Sales in 1Q2020 were up 4.8% y-o-y on an operational basis, excluding acquisitions and divestitures, while adjusted earnings per share (EPS) increased 10.5% on the same basis. Pharmaceuticals accounted for 49% of pre-tax profit and medical devices, 40%, with the remainder contributed by consumer.

The company expects to bear the brunt of the outbreak impact in 2Q-3Q2020, especially for the medical devices business (vision, orthopaedics, surgery) — with many elective procedures being deferred. This is its most profitable business segment.

On the other hand, the expected decline will be offset, to a certain degree, by better sales from consumer and pharmaceuticals, with increased demand for hygiene and health products as well as over-the-counter drugs.

Overall adjusted EPS impact is estimated at about 13%. JNJ’s global footprint and size gives it the advantage of economies of scale, which allows it to be competitive and earn an impressive 66% gross margin.

JNJ has a robust portfolio of pharmaceutical products, both developed in-house — it spent US$11.4 billion on R&D in 2019 — and acquired through mergers and acquisitions, which translates into low dependency risks on a few legacy products. Case in point: About a quarter of sales is derived from drugs released within the last five years. It has a healthy pipeline of products pending approvals.

JNJ is one of the companies leading the development for a Covid-19 vaccine, which, if successful, could be available for emergency use in early 2021. Unless the Covid-19 coronavirus disappears — which was what happened with the SARS virus — the world would need multiple vaccines developed by several companies to meet global demand.

The Global Portfolio fell 0.7% for the week ended May 28. As mentioned, cyclicals are enjoying a return in investor interest while tech stocks saw mild profit-taking after their strong run.

Homebuilder Lennar and building material companies BMC Stock and Builders FirstSource as well as The Boeing Company were among the top gainers in our basket of stocks.

Shares in Alibaba Group Holding, on the other hand, were buffeted by rising tensions between the US and China. In the previous week, the Senate passed a bill that allows it to delist Chinese companies from US stock exchanges based on certain criteria, including inability to audit financial statements.

Total portfolio returns now stand at 11% since inception. By comparison, the benchmark MSCI World Net Return Index is up by 6.5% over the same period.
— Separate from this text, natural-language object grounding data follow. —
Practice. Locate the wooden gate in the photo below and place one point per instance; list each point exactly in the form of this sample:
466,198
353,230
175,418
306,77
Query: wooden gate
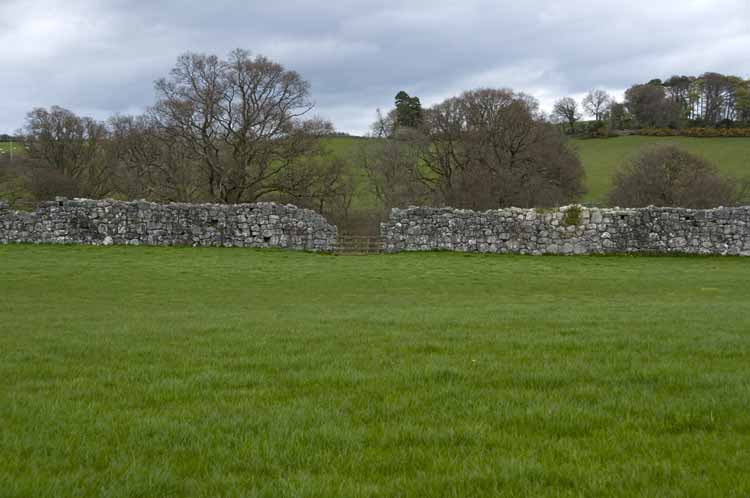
358,245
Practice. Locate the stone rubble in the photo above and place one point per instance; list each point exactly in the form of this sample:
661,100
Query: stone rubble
108,222
570,230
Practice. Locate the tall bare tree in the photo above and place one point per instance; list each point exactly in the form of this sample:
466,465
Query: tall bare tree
241,118
597,103
73,147
566,110
491,147
668,175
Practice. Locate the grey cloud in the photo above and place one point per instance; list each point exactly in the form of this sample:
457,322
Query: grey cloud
101,57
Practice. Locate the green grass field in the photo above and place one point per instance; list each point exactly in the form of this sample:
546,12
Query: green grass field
152,372
601,157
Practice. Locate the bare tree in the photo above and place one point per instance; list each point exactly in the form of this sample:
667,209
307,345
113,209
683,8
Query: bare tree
72,146
241,119
667,175
597,103
391,167
566,110
151,163
490,148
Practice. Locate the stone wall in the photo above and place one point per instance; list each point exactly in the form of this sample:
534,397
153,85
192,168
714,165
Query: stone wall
570,230
83,221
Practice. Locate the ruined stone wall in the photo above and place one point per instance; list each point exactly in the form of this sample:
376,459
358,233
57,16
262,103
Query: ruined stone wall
83,221
570,230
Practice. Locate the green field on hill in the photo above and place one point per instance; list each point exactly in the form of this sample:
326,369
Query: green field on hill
601,157
230,372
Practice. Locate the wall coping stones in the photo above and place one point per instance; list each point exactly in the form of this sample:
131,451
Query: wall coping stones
106,222
587,230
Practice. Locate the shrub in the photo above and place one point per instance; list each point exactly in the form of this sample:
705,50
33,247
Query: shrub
667,175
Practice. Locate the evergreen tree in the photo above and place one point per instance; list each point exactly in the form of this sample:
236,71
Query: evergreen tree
408,110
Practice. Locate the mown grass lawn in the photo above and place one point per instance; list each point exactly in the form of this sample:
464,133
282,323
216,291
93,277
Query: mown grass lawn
152,372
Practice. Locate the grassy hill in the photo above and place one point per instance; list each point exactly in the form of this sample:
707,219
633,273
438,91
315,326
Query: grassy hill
214,372
601,157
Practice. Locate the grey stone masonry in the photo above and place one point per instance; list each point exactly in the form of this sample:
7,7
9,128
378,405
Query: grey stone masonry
570,230
105,222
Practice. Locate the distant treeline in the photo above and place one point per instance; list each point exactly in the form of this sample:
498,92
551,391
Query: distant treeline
711,100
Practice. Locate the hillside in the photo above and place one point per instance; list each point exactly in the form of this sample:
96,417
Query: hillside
602,157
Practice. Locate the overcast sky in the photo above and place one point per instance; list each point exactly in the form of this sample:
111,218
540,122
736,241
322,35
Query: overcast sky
100,57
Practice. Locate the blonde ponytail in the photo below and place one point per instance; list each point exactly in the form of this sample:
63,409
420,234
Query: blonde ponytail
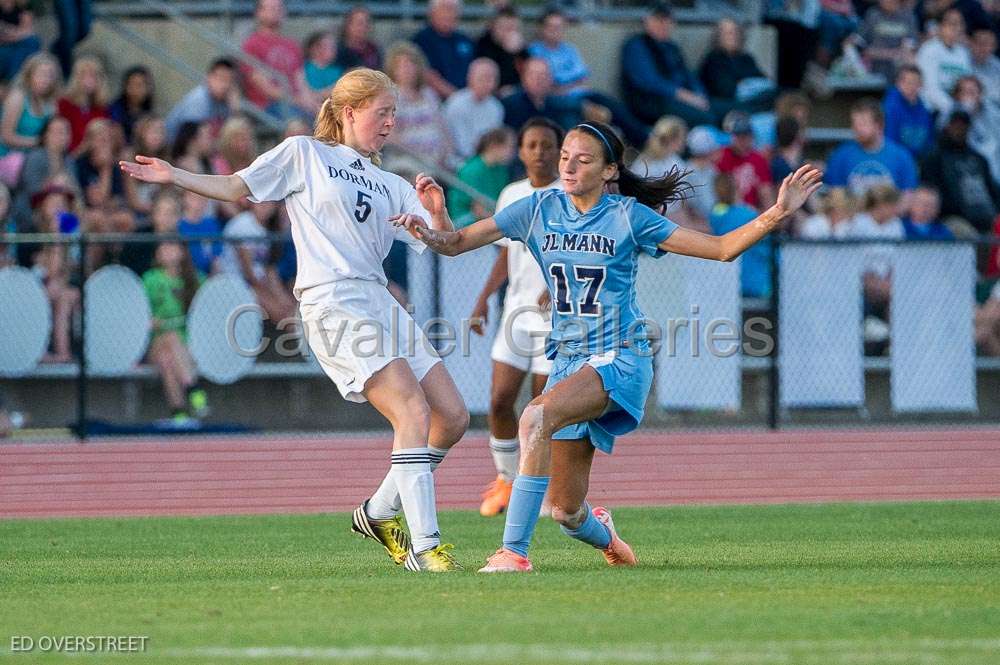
357,88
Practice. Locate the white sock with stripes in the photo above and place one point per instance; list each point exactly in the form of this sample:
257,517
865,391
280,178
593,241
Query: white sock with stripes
411,471
506,454
385,504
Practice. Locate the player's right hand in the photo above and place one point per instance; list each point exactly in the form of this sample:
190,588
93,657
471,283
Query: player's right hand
480,317
430,193
149,169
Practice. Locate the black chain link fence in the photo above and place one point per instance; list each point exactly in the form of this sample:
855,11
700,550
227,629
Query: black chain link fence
848,333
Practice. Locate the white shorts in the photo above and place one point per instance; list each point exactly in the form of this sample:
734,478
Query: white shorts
522,346
356,329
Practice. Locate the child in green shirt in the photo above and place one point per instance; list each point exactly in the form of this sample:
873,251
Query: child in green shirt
170,286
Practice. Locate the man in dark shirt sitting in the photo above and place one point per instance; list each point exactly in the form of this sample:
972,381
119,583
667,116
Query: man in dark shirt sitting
448,51
534,97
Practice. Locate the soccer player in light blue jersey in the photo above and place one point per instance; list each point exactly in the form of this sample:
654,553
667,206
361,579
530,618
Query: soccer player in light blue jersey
587,242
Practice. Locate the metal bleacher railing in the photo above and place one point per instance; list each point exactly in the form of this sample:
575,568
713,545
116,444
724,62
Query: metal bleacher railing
691,11
821,351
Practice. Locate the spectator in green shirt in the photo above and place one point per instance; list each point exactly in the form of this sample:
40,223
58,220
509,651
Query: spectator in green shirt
487,172
170,286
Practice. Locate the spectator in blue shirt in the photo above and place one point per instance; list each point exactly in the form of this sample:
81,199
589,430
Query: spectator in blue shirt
922,222
534,97
656,81
199,225
572,76
907,120
870,159
729,214
448,51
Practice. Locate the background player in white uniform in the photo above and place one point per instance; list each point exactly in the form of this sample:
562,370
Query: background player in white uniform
519,347
340,203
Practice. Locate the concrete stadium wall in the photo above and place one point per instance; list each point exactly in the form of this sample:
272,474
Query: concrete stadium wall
313,403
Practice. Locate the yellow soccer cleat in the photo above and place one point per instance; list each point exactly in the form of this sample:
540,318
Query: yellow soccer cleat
496,497
618,552
435,560
389,533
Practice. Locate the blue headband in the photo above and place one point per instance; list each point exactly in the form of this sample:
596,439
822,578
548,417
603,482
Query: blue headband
600,135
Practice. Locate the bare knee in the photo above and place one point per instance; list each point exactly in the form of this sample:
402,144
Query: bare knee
454,421
571,517
531,427
412,414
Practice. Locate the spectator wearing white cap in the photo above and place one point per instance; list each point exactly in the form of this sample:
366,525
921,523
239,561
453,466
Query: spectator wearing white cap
704,151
Disclaimer: This is a personal portfolio for information purposes only and does not constitute a recommendation or solicitation or expression of views to influence readers to buy/sell stocks, including the particular stocks mentioned herein. It does not take into account an individual investor’s particular financial situation, investment objectives, investment horizon, risk profile and/or risk preference. Our shareholders, directors and employees may have positions in or may be materially interested in any of the stocks. We may also have or have had dealings with or may provide or have provided content services to the companies mentioned in the reports.